E essa revolta, por sua vez, não é despropositada. Ela existe justamente porque Bolsonaro é um verdadeiro inimigo do povo. O presidente ilegítimo chegou ao poder porque a burguesia precisava de alguém que estivesse disposto a aplicar a indigesta política neoliberal: destruição da CLT, fim da aposentadoria, privatização das empresas públicas, privatização da água etc. Esses são os verdadeiros e incontestáveis “crimes” de Bolsonaro. Crimes para os quais não é necessário usar uma toga para julgar, mas que são facilmente percebidos pelo povo, maior vítima dos ataques do presidente ilegítimo. O movimento pelo “Fora Bolsonaro” não surge, portanto, da luta contra a corrupção. Não é uma saga da luta épica contra os infratores da lei, mas sim um movimento de massas que surge da luta do povo pela sua própria sobrevivência.
Essa concepção apresenta a Boulos é extremamente danosa para a esquerda porque, se os trabalhadores apenas se mobilizarem pelo fim do governo quando houver “crimes” comprovados”, eles estarão sempre a reboque da burguesia. Afinal, cabe a ela apontar os criminosos e abafar os casos mais escandalosos. O mais perverso dos crimes, sem a cobertura da imprensa capitalista, sem a investigação da bilionária Polícia Federal e sem o aval dos parlamentares permanece inofensivo para seus atores. Tanto isso é verdade que o próprio Guilherme Boulos decidiu entrar no movimento pelo “Fora Bolsonaro” apenas quando a burguesia decidiu lançar uma limitada ofensiva contra o governo.

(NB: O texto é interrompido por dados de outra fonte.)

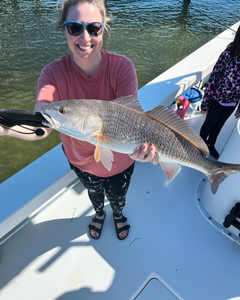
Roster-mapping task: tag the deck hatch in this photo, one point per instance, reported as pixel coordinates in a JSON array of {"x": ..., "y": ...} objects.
[{"x": 155, "y": 288}]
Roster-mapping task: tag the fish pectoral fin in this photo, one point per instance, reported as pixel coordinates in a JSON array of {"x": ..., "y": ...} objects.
[
  {"x": 170, "y": 169},
  {"x": 97, "y": 152},
  {"x": 105, "y": 155},
  {"x": 107, "y": 158}
]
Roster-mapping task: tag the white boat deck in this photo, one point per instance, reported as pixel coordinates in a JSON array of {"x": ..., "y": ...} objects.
[
  {"x": 170, "y": 242},
  {"x": 176, "y": 248}
]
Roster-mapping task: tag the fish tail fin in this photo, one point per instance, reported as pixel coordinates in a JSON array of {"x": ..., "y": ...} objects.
[{"x": 223, "y": 171}]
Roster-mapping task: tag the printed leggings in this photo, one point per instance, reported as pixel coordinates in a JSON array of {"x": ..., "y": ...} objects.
[
  {"x": 215, "y": 119},
  {"x": 114, "y": 187}
]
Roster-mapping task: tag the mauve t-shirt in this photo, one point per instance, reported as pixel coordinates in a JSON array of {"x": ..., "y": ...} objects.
[{"x": 63, "y": 80}]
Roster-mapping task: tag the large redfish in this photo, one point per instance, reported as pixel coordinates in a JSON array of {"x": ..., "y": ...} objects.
[{"x": 122, "y": 126}]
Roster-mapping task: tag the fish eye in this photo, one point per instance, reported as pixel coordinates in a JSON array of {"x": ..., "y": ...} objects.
[{"x": 62, "y": 110}]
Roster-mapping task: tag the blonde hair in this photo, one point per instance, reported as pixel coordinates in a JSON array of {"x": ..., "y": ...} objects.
[{"x": 66, "y": 4}]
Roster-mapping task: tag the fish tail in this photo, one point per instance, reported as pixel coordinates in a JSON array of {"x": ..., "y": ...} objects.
[{"x": 223, "y": 171}]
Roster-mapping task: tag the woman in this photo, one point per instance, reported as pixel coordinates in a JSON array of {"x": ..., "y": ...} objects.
[
  {"x": 222, "y": 94},
  {"x": 91, "y": 73}
]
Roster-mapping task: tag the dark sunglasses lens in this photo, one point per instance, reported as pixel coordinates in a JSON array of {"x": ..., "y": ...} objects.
[
  {"x": 94, "y": 29},
  {"x": 74, "y": 28}
]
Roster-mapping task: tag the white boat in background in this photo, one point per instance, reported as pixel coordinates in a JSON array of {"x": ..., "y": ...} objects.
[{"x": 177, "y": 247}]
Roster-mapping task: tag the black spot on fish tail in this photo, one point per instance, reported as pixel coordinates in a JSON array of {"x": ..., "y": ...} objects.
[{"x": 220, "y": 174}]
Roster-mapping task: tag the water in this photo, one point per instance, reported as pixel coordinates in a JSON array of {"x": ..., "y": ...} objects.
[{"x": 153, "y": 34}]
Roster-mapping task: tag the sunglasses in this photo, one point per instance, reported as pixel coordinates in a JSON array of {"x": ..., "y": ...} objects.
[{"x": 76, "y": 28}]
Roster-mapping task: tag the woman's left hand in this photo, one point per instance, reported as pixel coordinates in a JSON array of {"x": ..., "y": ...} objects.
[{"x": 145, "y": 154}]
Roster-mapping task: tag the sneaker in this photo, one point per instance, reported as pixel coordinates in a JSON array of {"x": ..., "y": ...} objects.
[{"x": 213, "y": 152}]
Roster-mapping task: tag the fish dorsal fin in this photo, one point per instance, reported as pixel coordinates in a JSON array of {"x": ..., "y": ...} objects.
[
  {"x": 129, "y": 101},
  {"x": 175, "y": 123}
]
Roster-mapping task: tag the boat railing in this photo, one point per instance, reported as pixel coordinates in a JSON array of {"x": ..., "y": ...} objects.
[{"x": 43, "y": 181}]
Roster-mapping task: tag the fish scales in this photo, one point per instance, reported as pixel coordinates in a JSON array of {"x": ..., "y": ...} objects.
[
  {"x": 121, "y": 125},
  {"x": 126, "y": 129}
]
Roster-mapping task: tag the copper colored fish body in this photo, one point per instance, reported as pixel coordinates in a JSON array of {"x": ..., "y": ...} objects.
[{"x": 121, "y": 125}]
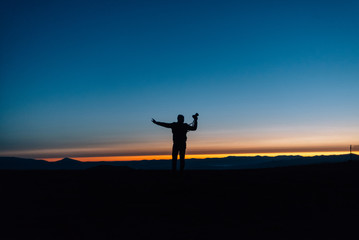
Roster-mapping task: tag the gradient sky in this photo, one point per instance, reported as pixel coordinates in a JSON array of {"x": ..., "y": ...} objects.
[{"x": 84, "y": 78}]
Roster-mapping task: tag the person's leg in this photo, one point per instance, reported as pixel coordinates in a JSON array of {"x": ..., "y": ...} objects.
[
  {"x": 182, "y": 158},
  {"x": 174, "y": 157}
]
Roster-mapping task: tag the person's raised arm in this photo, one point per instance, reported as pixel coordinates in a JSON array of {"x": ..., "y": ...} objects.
[{"x": 167, "y": 125}]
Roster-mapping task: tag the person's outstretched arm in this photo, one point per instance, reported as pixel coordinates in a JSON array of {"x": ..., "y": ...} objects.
[
  {"x": 194, "y": 127},
  {"x": 167, "y": 125}
]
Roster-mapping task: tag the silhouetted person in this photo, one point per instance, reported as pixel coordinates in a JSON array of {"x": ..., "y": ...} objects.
[{"x": 179, "y": 130}]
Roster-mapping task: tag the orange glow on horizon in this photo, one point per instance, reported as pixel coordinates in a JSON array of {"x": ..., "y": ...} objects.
[{"x": 191, "y": 156}]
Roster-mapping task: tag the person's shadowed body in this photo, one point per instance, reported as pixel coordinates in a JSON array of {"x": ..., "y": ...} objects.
[{"x": 179, "y": 130}]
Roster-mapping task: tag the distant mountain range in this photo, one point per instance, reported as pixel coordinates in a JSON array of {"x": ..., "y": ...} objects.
[{"x": 191, "y": 164}]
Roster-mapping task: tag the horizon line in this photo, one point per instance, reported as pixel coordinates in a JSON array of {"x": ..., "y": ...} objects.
[{"x": 193, "y": 156}]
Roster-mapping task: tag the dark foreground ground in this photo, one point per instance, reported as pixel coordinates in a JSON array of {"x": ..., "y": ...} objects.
[{"x": 307, "y": 202}]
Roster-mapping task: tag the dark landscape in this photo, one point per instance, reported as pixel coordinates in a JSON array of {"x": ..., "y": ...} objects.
[{"x": 317, "y": 201}]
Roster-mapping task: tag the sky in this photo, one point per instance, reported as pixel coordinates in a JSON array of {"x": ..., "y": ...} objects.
[{"x": 83, "y": 79}]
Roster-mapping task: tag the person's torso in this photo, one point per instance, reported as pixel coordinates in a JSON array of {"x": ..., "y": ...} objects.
[{"x": 179, "y": 131}]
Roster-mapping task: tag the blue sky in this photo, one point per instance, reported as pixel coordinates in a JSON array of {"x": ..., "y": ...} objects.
[{"x": 84, "y": 78}]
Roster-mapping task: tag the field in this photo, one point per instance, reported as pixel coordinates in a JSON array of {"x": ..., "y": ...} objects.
[{"x": 303, "y": 202}]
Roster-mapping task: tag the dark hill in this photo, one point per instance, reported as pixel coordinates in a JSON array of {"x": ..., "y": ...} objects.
[{"x": 191, "y": 164}]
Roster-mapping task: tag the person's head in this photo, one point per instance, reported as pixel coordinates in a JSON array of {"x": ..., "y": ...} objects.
[{"x": 180, "y": 118}]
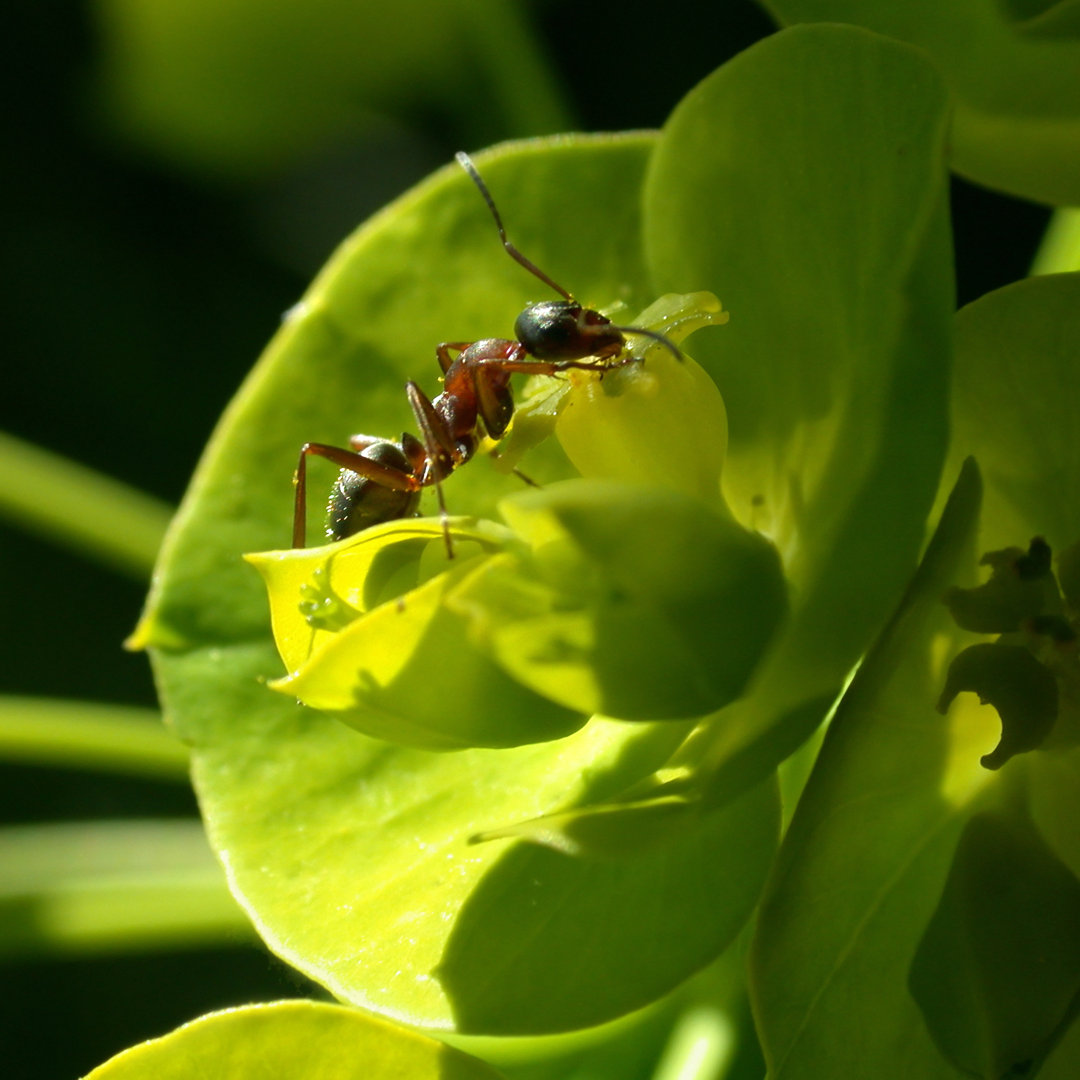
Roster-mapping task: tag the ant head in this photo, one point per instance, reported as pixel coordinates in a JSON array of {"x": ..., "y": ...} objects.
[
  {"x": 559, "y": 329},
  {"x": 563, "y": 329}
]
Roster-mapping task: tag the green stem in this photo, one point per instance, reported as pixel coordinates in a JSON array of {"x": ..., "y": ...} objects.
[
  {"x": 73, "y": 733},
  {"x": 112, "y": 887},
  {"x": 75, "y": 505},
  {"x": 1060, "y": 251}
]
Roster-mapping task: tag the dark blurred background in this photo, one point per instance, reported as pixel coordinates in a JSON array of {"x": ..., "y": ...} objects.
[{"x": 176, "y": 173}]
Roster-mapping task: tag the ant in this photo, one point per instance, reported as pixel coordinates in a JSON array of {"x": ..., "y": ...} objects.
[{"x": 380, "y": 481}]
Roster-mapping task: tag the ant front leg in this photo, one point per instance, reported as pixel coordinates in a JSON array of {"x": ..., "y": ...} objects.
[
  {"x": 443, "y": 353},
  {"x": 443, "y": 453},
  {"x": 386, "y": 487}
]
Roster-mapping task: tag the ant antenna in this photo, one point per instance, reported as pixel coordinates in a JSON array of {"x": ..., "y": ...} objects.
[
  {"x": 466, "y": 162},
  {"x": 657, "y": 336}
]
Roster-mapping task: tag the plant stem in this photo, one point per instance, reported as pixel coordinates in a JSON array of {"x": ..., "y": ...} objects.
[
  {"x": 106, "y": 738},
  {"x": 112, "y": 886},
  {"x": 82, "y": 509}
]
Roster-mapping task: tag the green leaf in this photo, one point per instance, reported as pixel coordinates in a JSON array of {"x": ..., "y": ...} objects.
[
  {"x": 292, "y": 1039},
  {"x": 1013, "y": 69},
  {"x": 867, "y": 852},
  {"x": 1014, "y": 406},
  {"x": 997, "y": 972},
  {"x": 636, "y": 603},
  {"x": 352, "y": 855},
  {"x": 804, "y": 183}
]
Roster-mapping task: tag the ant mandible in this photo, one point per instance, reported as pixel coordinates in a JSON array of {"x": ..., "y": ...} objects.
[{"x": 380, "y": 481}]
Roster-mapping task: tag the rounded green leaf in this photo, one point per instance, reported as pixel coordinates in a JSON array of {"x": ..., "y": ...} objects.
[
  {"x": 292, "y": 1039},
  {"x": 352, "y": 854},
  {"x": 805, "y": 184},
  {"x": 1013, "y": 69}
]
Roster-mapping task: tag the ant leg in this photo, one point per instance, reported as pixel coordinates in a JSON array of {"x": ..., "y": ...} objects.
[
  {"x": 440, "y": 449},
  {"x": 443, "y": 353},
  {"x": 345, "y": 459}
]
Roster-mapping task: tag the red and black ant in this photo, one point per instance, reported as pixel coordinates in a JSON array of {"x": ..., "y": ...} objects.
[{"x": 380, "y": 481}]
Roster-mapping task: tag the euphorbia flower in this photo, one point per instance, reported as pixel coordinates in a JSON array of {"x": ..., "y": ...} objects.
[
  {"x": 954, "y": 831},
  {"x": 804, "y": 184}
]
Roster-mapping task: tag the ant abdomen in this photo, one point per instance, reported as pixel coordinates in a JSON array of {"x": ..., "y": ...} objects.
[{"x": 358, "y": 502}]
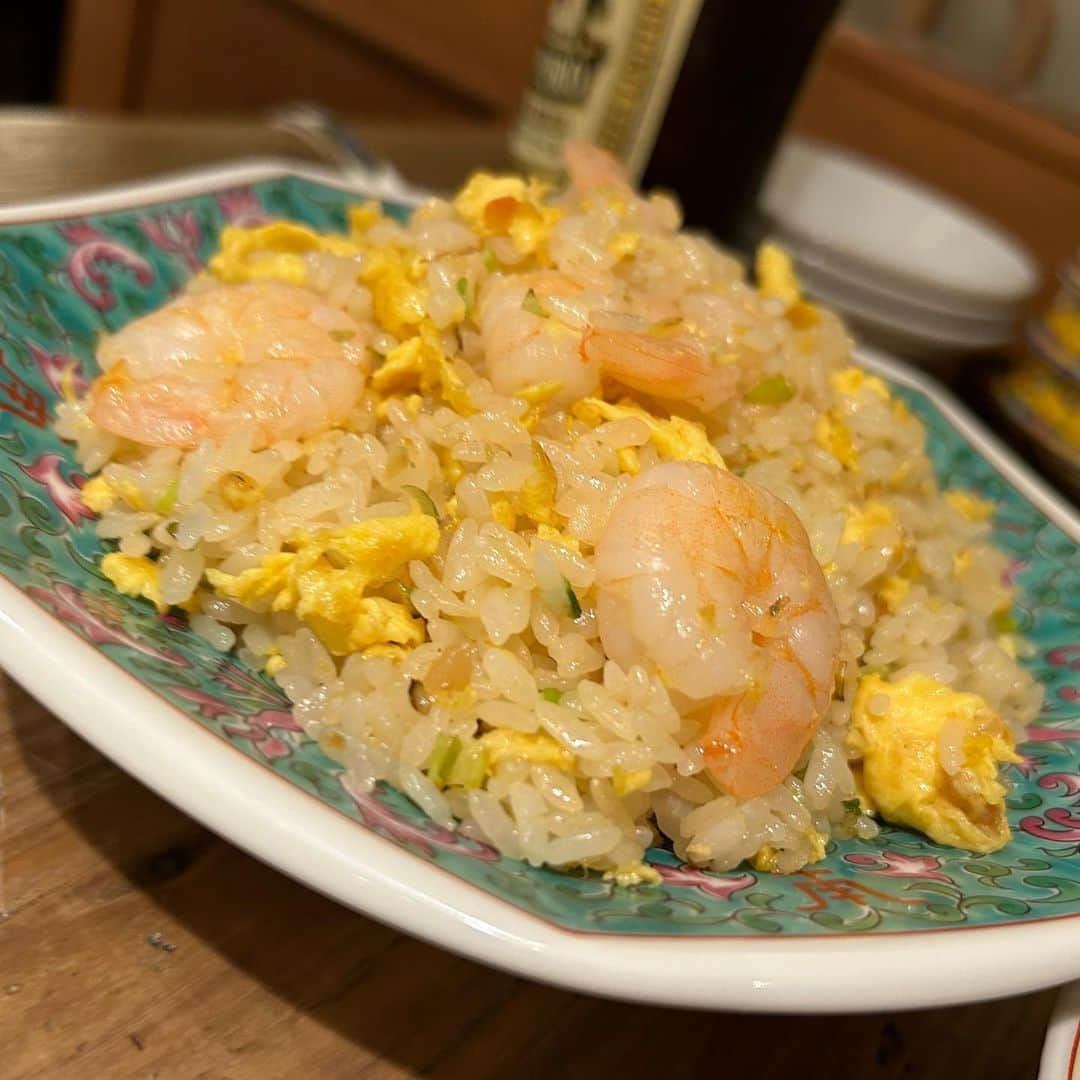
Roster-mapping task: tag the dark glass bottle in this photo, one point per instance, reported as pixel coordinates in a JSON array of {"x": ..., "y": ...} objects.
[{"x": 690, "y": 94}]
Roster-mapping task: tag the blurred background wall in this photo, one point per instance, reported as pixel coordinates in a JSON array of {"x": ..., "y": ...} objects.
[{"x": 979, "y": 97}]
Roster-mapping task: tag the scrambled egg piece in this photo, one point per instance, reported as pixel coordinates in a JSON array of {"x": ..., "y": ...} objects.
[
  {"x": 775, "y": 274},
  {"x": 134, "y": 576},
  {"x": 399, "y": 300},
  {"x": 419, "y": 362},
  {"x": 623, "y": 244},
  {"x": 863, "y": 522},
  {"x": 832, "y": 434},
  {"x": 896, "y": 730},
  {"x": 631, "y": 874},
  {"x": 508, "y": 205},
  {"x": 272, "y": 252},
  {"x": 537, "y": 396},
  {"x": 552, "y": 535},
  {"x": 893, "y": 591},
  {"x": 539, "y": 747},
  {"x": 851, "y": 380},
  {"x": 323, "y": 580},
  {"x": 536, "y": 499},
  {"x": 970, "y": 505},
  {"x": 98, "y": 495},
  {"x": 766, "y": 856},
  {"x": 623, "y": 783},
  {"x": 675, "y": 439}
]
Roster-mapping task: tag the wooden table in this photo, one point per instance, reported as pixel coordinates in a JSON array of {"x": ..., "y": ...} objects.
[{"x": 138, "y": 944}]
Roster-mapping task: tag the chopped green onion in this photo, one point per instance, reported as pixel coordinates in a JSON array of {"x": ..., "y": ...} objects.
[
  {"x": 773, "y": 390},
  {"x": 442, "y": 757},
  {"x": 167, "y": 498},
  {"x": 470, "y": 768},
  {"x": 571, "y": 598},
  {"x": 531, "y": 305},
  {"x": 423, "y": 500},
  {"x": 402, "y": 591}
]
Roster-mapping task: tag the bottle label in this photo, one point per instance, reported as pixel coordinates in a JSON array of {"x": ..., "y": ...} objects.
[{"x": 604, "y": 73}]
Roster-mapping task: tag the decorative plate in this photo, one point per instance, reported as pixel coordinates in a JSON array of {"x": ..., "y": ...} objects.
[{"x": 896, "y": 922}]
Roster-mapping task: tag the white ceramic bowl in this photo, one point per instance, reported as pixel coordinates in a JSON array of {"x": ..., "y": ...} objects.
[
  {"x": 905, "y": 237},
  {"x": 1061, "y": 1052}
]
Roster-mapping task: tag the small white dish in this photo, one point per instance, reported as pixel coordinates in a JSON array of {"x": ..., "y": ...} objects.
[
  {"x": 907, "y": 237},
  {"x": 1061, "y": 1052}
]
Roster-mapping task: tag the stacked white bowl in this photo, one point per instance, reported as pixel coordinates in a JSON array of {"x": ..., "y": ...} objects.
[{"x": 910, "y": 269}]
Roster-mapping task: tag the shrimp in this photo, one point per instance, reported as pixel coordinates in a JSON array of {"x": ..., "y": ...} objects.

A concepção de que os “crimes” seriam os motivos pelos quais um governo deve cair não só imobiliza os trabalhadores, que ficam a reboque da burguesia, como também fortalece a própria classe dominante contra a esquerda. Se hoje, mesmo depois da experiência do golpe de 2016 e da prisão de Lula, Boulos continua afirmando que é preciso caçar os “criminosos”, estará colaborando para que toda a oposição passe para a ilegalidade por meio dos julgamentos comandados pelos inimigos do povo.